Ms Lagarde sought to play down the delay, saying the IMF and eurozone governments had disbursed out their tranches at different points in the past. But the difference highlighted ongoing tensions between Brussels and Washington that forced Monday’s late night meeting – the third Brussels gathering in two weeks on the Greek programme.

The IMF had been holding out for a deal to get Greece’s debt levels to 120 per cent of gross domestic product by 2020, a target which would have likely forced eurozone governments to make substantial writedowns on their bailout loans – something deemed politically explosive in creditor countries like Germany and the Netherlands.

In exchange for allowing a loosening in the target to 124 per cent, Ms Lagarde secured a commitment to get debt levels to “substantially below” 110 per cent in 2022, a promise that could force eurozone governments to provide even more debt relief in the future.

“It’s been hard work,” said Ms Lagarde of the negotiations. Added Jean-Claude Juncker, who chaired the meeting as head of the eurogroup of eurozone finance ministers: “This has been a very difficult deal.”

Equity markets in Asia were generally higher in morning trading with Japan’s Nikkei 225 up 0.4 per cent, the Hang Seng increasing 0.4 per cent in Hong Kong, and South Korea’s Kospi index moving 1 per cent higher. The Shanghai Composite fell 0.7 per cent, touching multiyear lows. The US dollar gained slightly to 1.2985 dollars per euro.

The centrepiece of the agreement is the change in interest rates on Greek bailout loans.
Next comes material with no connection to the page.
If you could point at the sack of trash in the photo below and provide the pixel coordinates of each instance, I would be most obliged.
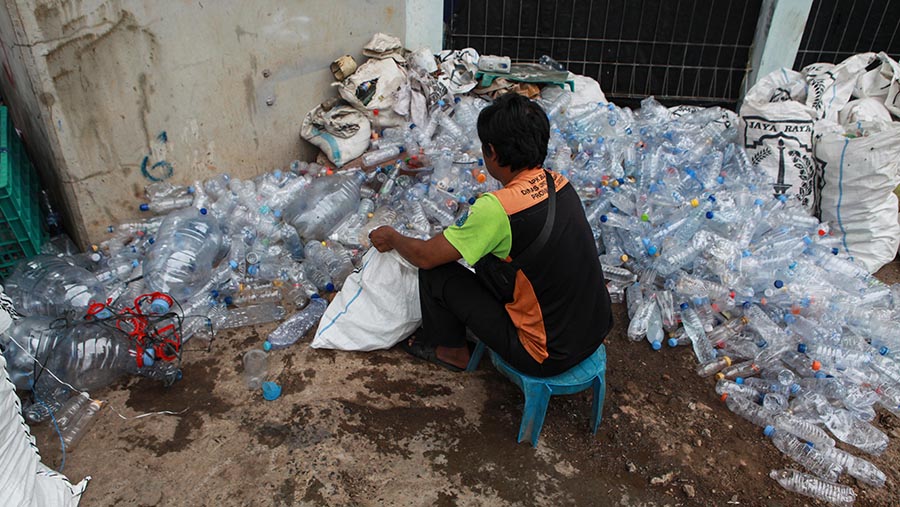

Bilateral loans provided to Athens under its first bailout would be cut 100 basis points, to just 50 points above interbank rates, knocking about €2bn off Greek debt levels, or 2 per cent of GDP by 2020. Some eurozone countries, including Spain and Italy, borrow money at well above interbank rates, meaning they will probably be lending to Greece at a loss.
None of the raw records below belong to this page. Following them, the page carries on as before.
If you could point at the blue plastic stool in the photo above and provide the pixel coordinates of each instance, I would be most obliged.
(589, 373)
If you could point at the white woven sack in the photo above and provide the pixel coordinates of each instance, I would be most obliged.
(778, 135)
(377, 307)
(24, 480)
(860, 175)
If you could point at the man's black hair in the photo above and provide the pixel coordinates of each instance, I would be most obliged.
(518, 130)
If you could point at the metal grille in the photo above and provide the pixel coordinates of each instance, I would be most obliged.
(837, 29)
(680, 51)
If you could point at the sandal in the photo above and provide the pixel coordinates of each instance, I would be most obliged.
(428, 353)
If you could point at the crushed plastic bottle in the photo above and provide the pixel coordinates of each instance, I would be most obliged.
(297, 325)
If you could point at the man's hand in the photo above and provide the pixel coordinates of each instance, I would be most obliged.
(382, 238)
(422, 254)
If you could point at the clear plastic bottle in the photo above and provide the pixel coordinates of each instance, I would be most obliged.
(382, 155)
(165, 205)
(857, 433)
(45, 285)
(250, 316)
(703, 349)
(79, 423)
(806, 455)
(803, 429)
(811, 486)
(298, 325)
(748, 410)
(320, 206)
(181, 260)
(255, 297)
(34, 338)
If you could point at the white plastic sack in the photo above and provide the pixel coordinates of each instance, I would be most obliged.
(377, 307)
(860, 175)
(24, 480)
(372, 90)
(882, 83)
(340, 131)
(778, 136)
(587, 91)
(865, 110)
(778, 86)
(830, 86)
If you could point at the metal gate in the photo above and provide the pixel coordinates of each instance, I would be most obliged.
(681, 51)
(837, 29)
In addition, both the bilateral loans and assistance provided under a second Greek bailout, which is financed by the eurozone’s €440bn bailout fund, will have their maturities delayed another 15 years. Interest payments on the second bailout will also be deferred by 10 years.

The second main element was an agreement by eurozone governments to give up about €7bn owed to them by the European Central Bank for profits on Greek bonds the bank holds. That money will instead be passed back to Greece, and officials said that would knock another 4.6 per cent of GDP off of Greek debt levels by 2020.
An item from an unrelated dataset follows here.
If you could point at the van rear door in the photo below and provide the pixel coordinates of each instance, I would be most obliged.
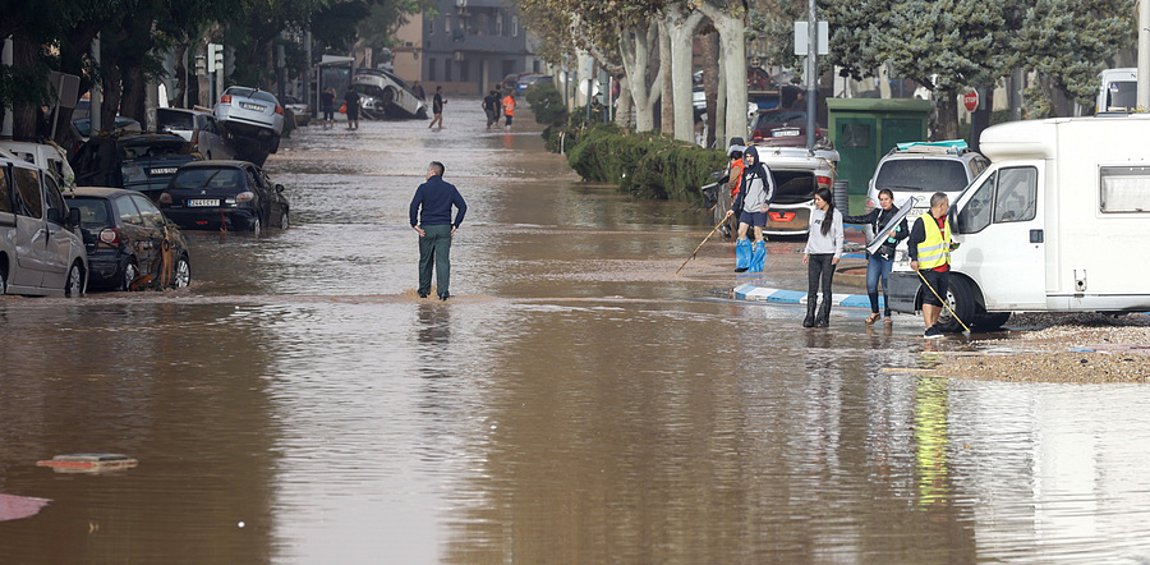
(1001, 228)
That leaves a substantial amount of the debt relief to the debt buyback programme. Eurozone officials refused to disclose details of the programme, saying they feared it would lead to a run-up in Greek bond prices, thus undermining its success. The key to a debt buyback is to purchase outstanding bonds at heavily distressed prices, allowing Greece to retire the debt far more cheaply than if they had to pay the bonds off when they reached maturity.

But in a statement, finance ministers said the buyback price for bonds could be no higher than prices at Friday’s market close – meaning there will be little if any premium offered to private debtholders, raising questions about how many will participate.

Even with the uncertainty, eurozone officials said they would release their €34.4bn once national parliaments approved the changes to the bailout; Mr Juncker said he aimed to finalise the payment by December 13. Another €9.3bn in delayed aid, which was also approved last night, will be disbursed in three separate “sub-tranches” in the first quarter of 2013 as long as Greece meets reform targets included in the programme.

Eurozone officials said they believed the overhauled bailout would be less subject to volatility in the future, since it includes automatic budget cuts in Greece’s fiscal accounts if Athens begins veering off track again. Since the first bailout was agreed in May 2010, eurozone officials have been forced to agree a second bailout and conduct a major overhaul of that second plan twice.